Optional extensions to the FEF model
Researchers with more detailed exposure data may be able to match their exposure categories with several RRs. For example, if there are population data on the prevalence of exposure to cigarette smoking for the index year, it may be possible to use different RRs for the different categories of pack-years. This would allow prediction of the effect of reducing exposures (e.g., smoking fewer cigarettes a day) rather than completely eliminating exposures.
Multiple exposures or outcomes can be accounted for using the product of complements method [2]: In this method the combined FEF for one outcome is equal to the complement of the product of the complement of each FEF for k exposures.
$$ FE{F}_{combined}=1 - {\displaystyle {\prod}_k\left(1-FE{F}_k\right)} $$
The combined FEF can be multiplied by the number of expected outcomes in the population to obtain the combined FEN for one outcome and multiple exposures. Combined FENs for different outcomes can be summed to obtain the overall number of attributable outcomes.

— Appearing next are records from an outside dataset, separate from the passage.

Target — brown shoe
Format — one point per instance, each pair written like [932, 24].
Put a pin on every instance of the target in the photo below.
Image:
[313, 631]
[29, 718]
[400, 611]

In conclusion, the future excess fraction method offers a different way of expressing the burden of disease which is readily understandable by the general public and by those with the ability to influence public health decisions.
Ethics
This manuscript describes a new method, and used publically available data sets for the example therefore no ethics approval was required.
Consent
No individual or identifiable data were used in this manuscript and therefore no consent was required.
Availability of data and materials
All data sources are referenced.
Trial registration
This manuscript does not report the results of a controlled health-care intervention and is not a trial.